The passive vs. active 3D TV debate is ongoing. Both technologies have their advantages, and neither one is perfect. On one hand, active glasses provide full resolution, but are heavy, require a sync signal from the TV, and consume batteries. On the other hand, passive displays halve the vertical resolution of the TV, but the glasses are more comfortable. Furthermore, the horizontal interlacing rows of the passive display are still visible at the recommended viewing distance. Horizontal interlacing causes other problems, too, as we discovered in a recent study, published in ACM Transactions on Applied Perception.
One could argue that by displaying half the pixels of the image to each eye, the resulting perceived resolution would be that of the full image. Intuitively, it would thus be beneficial to display every other pixel row of the image to the viewer. However, the visual system does not align the rows as neatly as we would like. Instead, it searches for matching features in the images from the left and right eyes. As a result, if we have an oblique edge as in the figure above, the visual system faces a choice whether to match the feature to the row above or below the feature.

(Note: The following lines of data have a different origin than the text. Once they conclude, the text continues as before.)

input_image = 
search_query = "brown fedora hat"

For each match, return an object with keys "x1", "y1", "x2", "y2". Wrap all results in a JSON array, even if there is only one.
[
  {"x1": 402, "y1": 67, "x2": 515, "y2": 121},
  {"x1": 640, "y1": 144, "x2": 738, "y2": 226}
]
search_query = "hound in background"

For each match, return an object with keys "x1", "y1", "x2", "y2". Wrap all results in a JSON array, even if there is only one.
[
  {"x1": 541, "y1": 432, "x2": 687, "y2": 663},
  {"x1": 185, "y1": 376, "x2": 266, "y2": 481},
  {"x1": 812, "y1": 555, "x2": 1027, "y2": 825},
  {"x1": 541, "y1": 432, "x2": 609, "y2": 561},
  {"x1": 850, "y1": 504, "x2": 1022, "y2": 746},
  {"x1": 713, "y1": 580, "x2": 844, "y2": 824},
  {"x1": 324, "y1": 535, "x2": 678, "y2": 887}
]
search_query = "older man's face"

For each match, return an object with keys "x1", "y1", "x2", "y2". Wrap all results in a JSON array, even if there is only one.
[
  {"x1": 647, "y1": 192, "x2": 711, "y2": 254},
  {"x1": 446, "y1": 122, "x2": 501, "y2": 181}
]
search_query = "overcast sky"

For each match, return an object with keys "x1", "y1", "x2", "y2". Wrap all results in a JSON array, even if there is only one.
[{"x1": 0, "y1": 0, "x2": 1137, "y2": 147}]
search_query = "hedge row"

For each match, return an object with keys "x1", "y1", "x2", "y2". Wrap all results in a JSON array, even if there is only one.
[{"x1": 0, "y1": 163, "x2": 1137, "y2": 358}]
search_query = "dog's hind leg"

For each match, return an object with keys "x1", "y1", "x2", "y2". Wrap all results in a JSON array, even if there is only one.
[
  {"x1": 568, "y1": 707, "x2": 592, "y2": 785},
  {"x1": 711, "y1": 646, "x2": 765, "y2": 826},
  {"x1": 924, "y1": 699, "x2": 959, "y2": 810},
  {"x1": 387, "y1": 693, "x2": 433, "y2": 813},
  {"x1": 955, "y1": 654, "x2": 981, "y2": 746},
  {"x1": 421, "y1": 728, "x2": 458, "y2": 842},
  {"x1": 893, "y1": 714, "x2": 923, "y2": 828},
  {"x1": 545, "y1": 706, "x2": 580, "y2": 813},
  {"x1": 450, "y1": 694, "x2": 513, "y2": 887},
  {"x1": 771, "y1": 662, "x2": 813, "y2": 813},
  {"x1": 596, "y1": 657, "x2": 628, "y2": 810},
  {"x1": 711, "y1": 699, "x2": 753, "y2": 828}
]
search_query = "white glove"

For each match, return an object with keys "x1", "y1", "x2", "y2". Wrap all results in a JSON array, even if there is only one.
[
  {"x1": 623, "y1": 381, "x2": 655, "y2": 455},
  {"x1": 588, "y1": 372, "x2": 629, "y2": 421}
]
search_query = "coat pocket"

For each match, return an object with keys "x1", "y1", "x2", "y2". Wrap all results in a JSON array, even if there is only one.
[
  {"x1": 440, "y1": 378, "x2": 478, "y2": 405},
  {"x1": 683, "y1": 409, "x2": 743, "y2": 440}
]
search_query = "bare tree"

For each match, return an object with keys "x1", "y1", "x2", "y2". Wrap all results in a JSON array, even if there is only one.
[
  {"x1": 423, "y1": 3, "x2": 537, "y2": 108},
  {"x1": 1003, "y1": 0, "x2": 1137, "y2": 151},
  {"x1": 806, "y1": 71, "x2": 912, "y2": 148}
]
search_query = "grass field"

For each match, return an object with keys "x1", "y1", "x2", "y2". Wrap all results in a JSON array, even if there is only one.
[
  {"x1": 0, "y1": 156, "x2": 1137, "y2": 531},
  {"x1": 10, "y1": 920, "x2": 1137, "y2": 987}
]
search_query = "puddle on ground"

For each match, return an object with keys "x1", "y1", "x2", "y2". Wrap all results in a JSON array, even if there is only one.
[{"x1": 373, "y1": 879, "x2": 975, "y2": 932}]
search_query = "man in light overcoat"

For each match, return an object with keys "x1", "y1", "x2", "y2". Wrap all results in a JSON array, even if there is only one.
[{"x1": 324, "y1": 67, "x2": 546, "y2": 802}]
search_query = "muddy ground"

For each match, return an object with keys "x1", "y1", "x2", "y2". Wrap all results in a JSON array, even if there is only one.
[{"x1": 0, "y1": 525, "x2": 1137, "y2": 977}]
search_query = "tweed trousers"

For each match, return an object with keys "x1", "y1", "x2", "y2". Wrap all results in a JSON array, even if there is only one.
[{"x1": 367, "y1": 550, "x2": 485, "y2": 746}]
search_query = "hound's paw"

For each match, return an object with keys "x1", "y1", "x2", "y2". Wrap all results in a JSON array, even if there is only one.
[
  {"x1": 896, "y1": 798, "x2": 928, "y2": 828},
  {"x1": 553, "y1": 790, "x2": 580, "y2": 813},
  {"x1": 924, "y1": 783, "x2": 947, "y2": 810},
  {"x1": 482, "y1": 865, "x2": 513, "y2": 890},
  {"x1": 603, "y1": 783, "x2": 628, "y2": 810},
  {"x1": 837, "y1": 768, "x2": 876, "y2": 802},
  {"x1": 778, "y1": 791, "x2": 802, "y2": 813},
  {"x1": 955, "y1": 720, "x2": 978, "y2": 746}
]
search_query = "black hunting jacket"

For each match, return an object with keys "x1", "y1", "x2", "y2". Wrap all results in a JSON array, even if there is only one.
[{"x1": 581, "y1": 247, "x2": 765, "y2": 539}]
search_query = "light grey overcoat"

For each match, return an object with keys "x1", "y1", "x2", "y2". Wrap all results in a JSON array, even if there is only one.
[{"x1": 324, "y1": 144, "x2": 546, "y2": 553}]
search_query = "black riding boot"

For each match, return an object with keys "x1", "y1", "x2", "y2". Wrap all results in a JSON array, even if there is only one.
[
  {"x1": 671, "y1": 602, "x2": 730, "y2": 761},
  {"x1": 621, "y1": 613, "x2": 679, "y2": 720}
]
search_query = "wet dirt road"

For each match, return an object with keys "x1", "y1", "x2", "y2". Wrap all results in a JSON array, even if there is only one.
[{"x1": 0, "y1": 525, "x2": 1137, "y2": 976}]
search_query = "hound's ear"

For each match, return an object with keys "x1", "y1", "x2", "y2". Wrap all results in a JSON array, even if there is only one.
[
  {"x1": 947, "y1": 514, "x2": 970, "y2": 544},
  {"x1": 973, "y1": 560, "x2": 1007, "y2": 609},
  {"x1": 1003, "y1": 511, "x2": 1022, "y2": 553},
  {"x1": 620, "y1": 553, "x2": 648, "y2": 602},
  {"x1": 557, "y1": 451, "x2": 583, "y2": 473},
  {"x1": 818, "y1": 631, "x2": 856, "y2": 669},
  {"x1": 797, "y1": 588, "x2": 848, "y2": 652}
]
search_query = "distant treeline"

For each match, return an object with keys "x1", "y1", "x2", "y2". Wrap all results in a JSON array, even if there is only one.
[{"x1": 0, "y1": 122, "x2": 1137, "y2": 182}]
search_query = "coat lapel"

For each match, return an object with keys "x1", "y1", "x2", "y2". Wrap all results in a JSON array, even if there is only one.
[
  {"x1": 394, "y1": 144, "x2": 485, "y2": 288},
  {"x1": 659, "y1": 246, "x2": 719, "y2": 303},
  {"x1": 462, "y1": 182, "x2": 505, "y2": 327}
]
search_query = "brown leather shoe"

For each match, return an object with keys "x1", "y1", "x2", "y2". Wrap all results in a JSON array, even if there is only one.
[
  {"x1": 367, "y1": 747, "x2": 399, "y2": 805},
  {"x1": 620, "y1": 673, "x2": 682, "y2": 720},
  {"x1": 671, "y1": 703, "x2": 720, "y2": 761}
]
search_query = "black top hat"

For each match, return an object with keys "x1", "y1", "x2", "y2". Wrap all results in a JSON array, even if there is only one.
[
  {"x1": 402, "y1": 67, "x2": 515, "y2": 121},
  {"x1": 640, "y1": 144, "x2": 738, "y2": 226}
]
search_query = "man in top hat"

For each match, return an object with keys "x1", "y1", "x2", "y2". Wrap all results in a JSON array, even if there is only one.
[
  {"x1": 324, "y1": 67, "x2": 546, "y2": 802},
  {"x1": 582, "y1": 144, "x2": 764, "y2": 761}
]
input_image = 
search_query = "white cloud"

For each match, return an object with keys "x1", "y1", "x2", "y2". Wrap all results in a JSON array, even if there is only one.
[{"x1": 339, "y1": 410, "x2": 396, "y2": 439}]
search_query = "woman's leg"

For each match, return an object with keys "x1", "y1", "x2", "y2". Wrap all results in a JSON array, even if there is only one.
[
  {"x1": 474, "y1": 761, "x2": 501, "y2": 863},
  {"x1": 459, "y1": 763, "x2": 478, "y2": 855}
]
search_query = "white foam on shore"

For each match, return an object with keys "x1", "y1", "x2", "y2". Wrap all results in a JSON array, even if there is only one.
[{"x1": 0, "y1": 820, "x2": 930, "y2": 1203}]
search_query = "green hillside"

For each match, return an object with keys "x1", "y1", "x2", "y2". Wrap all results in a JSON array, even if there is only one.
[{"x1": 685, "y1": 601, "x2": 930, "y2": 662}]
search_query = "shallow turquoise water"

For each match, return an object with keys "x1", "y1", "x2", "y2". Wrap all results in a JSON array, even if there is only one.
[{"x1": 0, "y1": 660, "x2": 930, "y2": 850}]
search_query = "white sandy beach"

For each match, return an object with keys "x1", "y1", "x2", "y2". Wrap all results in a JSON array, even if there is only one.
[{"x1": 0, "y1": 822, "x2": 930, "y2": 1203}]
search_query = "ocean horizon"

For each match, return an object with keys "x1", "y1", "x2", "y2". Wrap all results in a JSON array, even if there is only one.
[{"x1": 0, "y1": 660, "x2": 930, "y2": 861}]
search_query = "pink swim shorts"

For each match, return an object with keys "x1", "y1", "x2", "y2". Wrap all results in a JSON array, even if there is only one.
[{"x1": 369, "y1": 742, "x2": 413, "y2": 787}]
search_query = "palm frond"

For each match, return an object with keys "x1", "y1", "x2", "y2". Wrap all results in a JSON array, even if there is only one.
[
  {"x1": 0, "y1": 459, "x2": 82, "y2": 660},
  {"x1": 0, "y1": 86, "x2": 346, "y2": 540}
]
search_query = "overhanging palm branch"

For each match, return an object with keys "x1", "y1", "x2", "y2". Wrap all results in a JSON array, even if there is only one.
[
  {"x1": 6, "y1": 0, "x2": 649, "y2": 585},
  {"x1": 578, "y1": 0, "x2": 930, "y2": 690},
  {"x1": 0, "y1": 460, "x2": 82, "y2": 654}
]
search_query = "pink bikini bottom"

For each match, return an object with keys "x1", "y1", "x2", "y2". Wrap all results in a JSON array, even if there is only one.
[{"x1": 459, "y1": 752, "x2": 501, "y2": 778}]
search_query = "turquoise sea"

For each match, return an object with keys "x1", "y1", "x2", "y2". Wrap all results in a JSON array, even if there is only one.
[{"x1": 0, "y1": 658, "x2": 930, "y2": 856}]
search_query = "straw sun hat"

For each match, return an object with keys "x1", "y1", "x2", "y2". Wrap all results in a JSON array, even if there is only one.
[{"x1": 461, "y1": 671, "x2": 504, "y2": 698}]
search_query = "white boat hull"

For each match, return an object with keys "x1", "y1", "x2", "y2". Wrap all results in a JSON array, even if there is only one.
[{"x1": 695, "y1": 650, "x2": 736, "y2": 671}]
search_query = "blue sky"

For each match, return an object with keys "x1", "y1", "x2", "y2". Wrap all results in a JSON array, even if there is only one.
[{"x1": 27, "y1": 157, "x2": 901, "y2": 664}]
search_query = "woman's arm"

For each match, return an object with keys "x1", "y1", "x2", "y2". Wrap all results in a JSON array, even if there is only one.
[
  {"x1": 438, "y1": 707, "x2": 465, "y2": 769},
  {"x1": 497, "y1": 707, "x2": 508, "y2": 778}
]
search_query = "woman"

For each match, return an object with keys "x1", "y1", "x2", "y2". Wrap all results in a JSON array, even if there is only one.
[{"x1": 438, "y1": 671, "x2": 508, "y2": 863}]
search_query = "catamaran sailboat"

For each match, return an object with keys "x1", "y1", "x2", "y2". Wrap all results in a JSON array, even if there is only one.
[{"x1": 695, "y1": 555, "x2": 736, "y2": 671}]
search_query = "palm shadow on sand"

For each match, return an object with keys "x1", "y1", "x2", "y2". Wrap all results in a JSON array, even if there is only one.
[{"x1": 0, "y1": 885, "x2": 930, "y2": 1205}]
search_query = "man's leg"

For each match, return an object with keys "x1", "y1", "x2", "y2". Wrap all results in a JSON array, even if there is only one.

In our study, some participants’ visual system preferred the match above, and others’ below. Whichever the direction was, all participants perceived depth where there should be none. The depth artifact was still visible at very small pixel sizes. To eliminate the depth artifact, the viewing distance for a 46″ HD resolution TV would have to be 7 meters (23 ft.) A more feasible solution to the problem is to average the even and odd rows of the image, effectively halving the vertical image resolution.